É como 'sugerir' que, se os estados-membros deixarem de cumprir essa obrigação, ou se aprovarem as leis mas não as aplicarem, nesse caso outros estados-membros têm o direito legal de executar o desejo do Conselho de Segurança e atuar para levar aqueles acusados a julgamento em tribunais dos próprios estados.
Assim, por várias vias, a Resolução n. 2.253 realmente converteu em crime internacional qualquer ajuda dada ao chamado 'estado islâmico' e a outros grupos jihadistas.
Os russos já acusaram publicamente a Turquia de ter feito e continuar a fazer precisamente tudo - fornecer armas e assistência econômica e financeira ao chamado 'estado islâmico' e outros grupos jihadistas - que a Resolução n. 2.253 proíbe expressamente e declara crime internacional.
Os russos em semanas recentes têm feito graves acusações sobre o contrabando de petróleo roubado do estado sírio, entre a Turquia e o chamado 'estado islâmico', as quais, se comprovadas, a Resolução n. 2.253 também declara crime.
Há também preocupações amplamente dispersas - manifestadas não só pelos russos - de que o chamado 'estado islâmico' e outros grupos jihadistas estão sendo financeiramente apoiados por outros governos e por ricos empresários em alguns dos estados do Golfo.
Na cúpula do G20 em Antaliya, como se sabe, Putin exibiu aos demais líderes do G20 provas de que sim, acontece exatamente como os russos denunciaram, e disse publicamente que parte da ajuda que o chamado 'estado islâmico' e outros grupos jihadistas recebem chegam-lhes de alguns dos países do G20.
Se tudo isso for verdade, nesse caso todos os envolvidos nessas práticas, na Turquia, Estados do Golfo e onde mais for, devem agora considerar que o Conselho de Segurança, em Resolução aprovada nos termos do capítulo 7º, já declarou que eles todos praticam crime, provavelmente crime internacional, pelo qual podem ser julgados por tribunais de outros países.
Eis o que o parágrafo 13 da Resolução n. 2.253 diz sobre que tipo de atividades estão sendo proibidas.
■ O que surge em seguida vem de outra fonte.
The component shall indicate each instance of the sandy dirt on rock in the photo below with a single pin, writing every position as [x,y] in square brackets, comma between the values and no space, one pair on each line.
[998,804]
Observem a ênfase no comércio ilegal de petróleo:
"13. (O Conselho de Segurança) Reitera a obrigação dos estados-membros, de assegurar que seus cidadãos, residentes ou pessoas em seus territórios não forneçam qualquer tipo de ajuda econômica ao ISIL, Al-Qaeda e indivíduos, grupos, subgrupos e entidades a eles associados; relembra também que essa obrigação se aplica ao comércio direto e indireto de petróleo e produtos dele refinados, a refinarias modulares e a material relacionado, incluindo produtos químicos e lubrificantes e outros recursos naturais; relembra ainda a importância de todos os estados-membros cumprirem o dever de assegurar que os respectivos cidadãos, residentes ou pessoas em seu território não façam qualquer tipo de doação a indivíduos e entidades designadas pela Comissão, ou que atuem em nome, ou sob a direção daqueles indivíduos ou entidades designadas".
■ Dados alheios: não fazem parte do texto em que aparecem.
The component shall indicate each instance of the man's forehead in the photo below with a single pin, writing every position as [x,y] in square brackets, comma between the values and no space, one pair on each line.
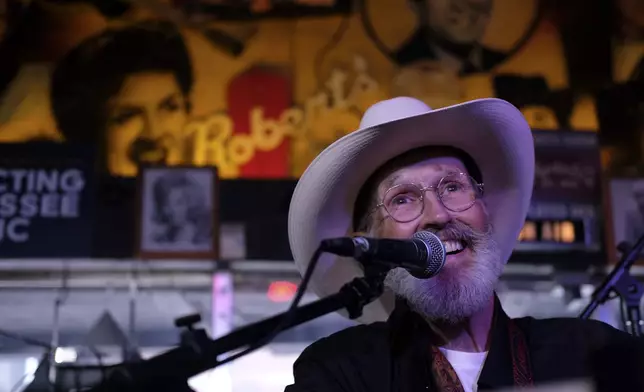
[425,170]
[423,159]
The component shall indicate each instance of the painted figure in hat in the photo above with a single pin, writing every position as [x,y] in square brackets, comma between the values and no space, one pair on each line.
[465,173]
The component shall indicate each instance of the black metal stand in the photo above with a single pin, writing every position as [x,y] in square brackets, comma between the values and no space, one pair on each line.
[626,287]
[198,353]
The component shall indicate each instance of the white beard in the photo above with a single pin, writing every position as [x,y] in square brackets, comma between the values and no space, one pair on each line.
[459,290]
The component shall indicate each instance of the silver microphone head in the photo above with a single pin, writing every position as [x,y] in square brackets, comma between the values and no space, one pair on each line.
[435,254]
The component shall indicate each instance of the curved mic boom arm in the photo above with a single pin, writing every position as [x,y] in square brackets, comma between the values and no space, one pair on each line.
[629,289]
[198,353]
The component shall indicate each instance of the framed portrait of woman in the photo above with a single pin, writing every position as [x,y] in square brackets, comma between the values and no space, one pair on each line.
[177,215]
Se o filho de Erdogan e outros membros da família estiverem realmente envolvidos no comércio ilegal de petróleo com o chamado 'estado islâmico', e se há sauditas e qataris - até príncipes - que realmente continuam a financiar grupos jihadistas na Síria, todos eles cometem crime, provavelmente crime internacional, pelo qual poderão ser processados e julgados nas cortes de outros países, dos quais não tenham nacionalidade. Qualquer desses pode agora vir a ser processado e condenado é, claro, na Rússia.
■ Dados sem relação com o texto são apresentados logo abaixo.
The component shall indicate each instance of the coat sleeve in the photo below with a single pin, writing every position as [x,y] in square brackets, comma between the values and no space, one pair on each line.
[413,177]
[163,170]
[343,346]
Um fato pequeno, mas interessante, sugere fortemente que alguns países - Turquia e estados do Golfo - estão muito infelizes e provavelmente muito alarmados com essa Resolução n. 2.253.
O fato a que me refiro é que nenhum dos países acima referidos apareceu no Conselho de Segurança para se pronunciar na sessão em que a Resolução n. 2.253 foi aprovada. Nem por lá se viu qualquer representante da Liga Árabe, dominada pelos sauditas. Que nenhum representante desses estados esteve presente àquela sessão é confirmado pelo sumário da discussão da ONU que precedeu a votação que aprovou a Resolução.
Atualmente, só um estado árabe - a Jordânia - é membro do Conselho de Segurança. O embaixador da Jordânia esteve presente e falou naquela sessão; e apoiou a Resolução.
Mas em semanas recentes a Jordânia afastou-se dos demais membros da coalizão anti-Assad - fato que se tornou muito claro durante recente visita do rei da Jordânia a Moscou, por coincidência no mesmo dia em que o SU24 russo foi derrubado.
Mas estados que não sejam membros do Conselho de Segurança mesmo assim podem assistir a sessões do CS e falar em discussões que considerem importantes para eles, como também a Liga Árabe e outros corpos. Síria e Ucrânia o fazem frequentemente - como a Liga Árabe, no passado; e quando solicitam licença para esse tipo de participação, são atendidos praticamente sempre.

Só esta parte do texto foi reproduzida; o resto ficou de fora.